Deputi Bidang Pencegahan KPK Pahala Nainggolan menyatakan, utilisasi NIK tunggal sudah seharusnya dijalankan pemerintah untuk pelaksanaan pelayanan publik hingga penyaluran bantuan dan subsidi ke masyarakat agar lebih tepat sasaran.
"Bansos, subsidi atau apa pun program kerakyatan dari pemerintah akan lebih sukses kalau NIK dan interator datanya dari Kemendagri. KPK sangat mendukung hal itu.
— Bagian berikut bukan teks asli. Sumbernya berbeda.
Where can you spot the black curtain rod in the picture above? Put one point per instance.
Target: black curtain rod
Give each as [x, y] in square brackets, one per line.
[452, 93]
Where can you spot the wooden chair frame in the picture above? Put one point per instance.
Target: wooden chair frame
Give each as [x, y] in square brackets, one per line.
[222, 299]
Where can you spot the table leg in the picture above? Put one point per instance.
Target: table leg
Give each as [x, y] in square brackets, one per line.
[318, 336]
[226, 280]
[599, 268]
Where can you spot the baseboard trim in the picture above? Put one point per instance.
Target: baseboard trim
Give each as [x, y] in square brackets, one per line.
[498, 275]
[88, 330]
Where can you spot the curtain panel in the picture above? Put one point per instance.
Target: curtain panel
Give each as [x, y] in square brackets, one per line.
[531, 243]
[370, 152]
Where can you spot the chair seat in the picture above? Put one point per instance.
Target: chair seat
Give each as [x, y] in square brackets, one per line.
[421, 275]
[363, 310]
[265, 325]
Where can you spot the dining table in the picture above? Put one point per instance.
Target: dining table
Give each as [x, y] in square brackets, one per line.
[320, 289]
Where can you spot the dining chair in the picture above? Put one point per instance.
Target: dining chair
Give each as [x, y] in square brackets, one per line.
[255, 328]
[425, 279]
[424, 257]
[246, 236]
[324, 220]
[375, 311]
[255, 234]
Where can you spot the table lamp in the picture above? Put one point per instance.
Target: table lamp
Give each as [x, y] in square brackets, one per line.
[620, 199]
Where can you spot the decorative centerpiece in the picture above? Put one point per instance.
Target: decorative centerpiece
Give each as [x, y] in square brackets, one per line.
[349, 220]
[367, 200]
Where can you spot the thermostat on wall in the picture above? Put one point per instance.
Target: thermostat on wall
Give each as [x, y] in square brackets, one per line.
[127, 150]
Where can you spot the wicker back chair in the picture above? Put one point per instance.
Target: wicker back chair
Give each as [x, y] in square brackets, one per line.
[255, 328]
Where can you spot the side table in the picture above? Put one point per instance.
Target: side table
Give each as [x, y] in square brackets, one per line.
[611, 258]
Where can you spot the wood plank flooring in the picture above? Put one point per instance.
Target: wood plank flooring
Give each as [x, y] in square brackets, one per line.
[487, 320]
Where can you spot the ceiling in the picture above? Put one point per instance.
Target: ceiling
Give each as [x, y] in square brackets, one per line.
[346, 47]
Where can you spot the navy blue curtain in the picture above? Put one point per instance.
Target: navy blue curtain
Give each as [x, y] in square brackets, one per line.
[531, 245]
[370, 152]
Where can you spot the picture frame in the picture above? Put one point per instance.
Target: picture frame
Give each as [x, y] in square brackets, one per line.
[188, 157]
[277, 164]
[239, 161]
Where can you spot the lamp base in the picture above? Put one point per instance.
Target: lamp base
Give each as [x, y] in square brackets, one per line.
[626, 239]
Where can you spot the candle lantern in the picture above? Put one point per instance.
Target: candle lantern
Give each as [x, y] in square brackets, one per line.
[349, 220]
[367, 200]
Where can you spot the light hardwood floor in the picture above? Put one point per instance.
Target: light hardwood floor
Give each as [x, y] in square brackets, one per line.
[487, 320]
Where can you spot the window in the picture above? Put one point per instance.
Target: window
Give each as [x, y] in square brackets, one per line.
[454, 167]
Kalau ada kesalahan input data NIK, bukan sistemnya yang disalahkan," kata Deputi Pencegahan KPK Pahala Nainggolan pada peserta Rapat Koordinasi Strategi Nasional Pencegahan Korupsi (Stranas PK) dengan Ditjen Dukcapil Kemendagri secara virtual, Selasa (10/8/2021).
Pahala Nainggolan memaparkan, sesuai Perpres Nomor 54 Tahun 2018 tentang Strategi Nasional Pencegahan Korupsi (Stranas PK) yang kemudian dibentuknya Tim Nasional Pencegahan Korupsi (Timnas PK), KPK kukuh memasukkan utilisasi NIK dalam program dan rencana aksi.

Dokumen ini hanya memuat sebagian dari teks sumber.